На сей раз мои слова возымели действие.
Она что-то произнесла, и теплый поток умиротворения докатился до меня: в ее невнятном шепоте я различил древнее магическое слово, оберегавшее от злых сил:
– Эвтаян.
Я тотчас во весь голос повторил это слово в доказательство того, что могу произнести его и меня не поразит гром.
Она отняла руки от волос и поводила в воздухе ладонями, повторяя движение колеблемого ветром свисающего мха.

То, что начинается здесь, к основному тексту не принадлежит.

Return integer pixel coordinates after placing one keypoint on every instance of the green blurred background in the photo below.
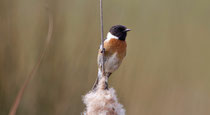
(166, 70)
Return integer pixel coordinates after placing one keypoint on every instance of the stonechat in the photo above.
(114, 51)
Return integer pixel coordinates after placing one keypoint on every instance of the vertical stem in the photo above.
(102, 35)
(35, 68)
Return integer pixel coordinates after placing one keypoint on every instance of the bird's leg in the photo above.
(106, 82)
(103, 50)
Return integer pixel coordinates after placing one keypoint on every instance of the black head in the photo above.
(119, 31)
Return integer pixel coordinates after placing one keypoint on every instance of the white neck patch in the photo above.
(110, 36)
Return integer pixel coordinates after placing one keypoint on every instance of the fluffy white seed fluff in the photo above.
(102, 102)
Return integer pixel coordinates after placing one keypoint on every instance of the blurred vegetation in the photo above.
(166, 70)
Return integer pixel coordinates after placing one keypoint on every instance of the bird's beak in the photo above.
(127, 30)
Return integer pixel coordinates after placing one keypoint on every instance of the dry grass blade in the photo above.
(25, 84)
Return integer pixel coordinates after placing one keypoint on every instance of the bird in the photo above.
(114, 52)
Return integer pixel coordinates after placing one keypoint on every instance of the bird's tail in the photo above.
(99, 77)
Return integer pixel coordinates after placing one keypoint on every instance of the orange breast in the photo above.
(114, 45)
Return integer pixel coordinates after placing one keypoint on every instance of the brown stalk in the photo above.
(36, 66)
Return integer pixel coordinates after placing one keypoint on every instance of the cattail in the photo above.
(102, 102)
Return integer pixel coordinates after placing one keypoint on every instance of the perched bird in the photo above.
(114, 51)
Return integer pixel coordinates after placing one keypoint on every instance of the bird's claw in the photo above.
(103, 50)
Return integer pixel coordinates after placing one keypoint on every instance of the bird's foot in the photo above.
(103, 50)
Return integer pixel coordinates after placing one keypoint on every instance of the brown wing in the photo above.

По мановению ее рук мои путы шевельнулись и распались, освобождая меня, и я оказался сидящим в гнезде из мха.
– Пойдем! – Она поманила меня, и я поднялся на ноги, а она при этом слегка отпрянула, словно ее испугал мой рост. Потом, закутавшись в волосы, как в плащ, она повернулась и пошла между двумя рядами «свечей».
Перекинув через плечо мешок, я двинулся за ней. «Свечи» освещали нам путь, но вокруг снова царил густой мрак, и я решил, что до рассвета еще далеко. Вскоре лесные светильники начали расступаться все дальше в стороны и тускнеть, и я прибавил шагу, чтобы не отстать от своей спутницы. Приземистая и коротконогая, шла она, однако, очень быстро.
Пологи мха меж деревьев становились все гуще и длиннее; кое-где они были почти сплошными и такими тяжелыми, что ветер уже не колебал их. Мне подумалось, что они похожи на стены и что, может быть, я иду среди чьих-то жилищ. И действительно, протянув руку, моховуха раздвинула один из таких пологов и знаком велела мне войти.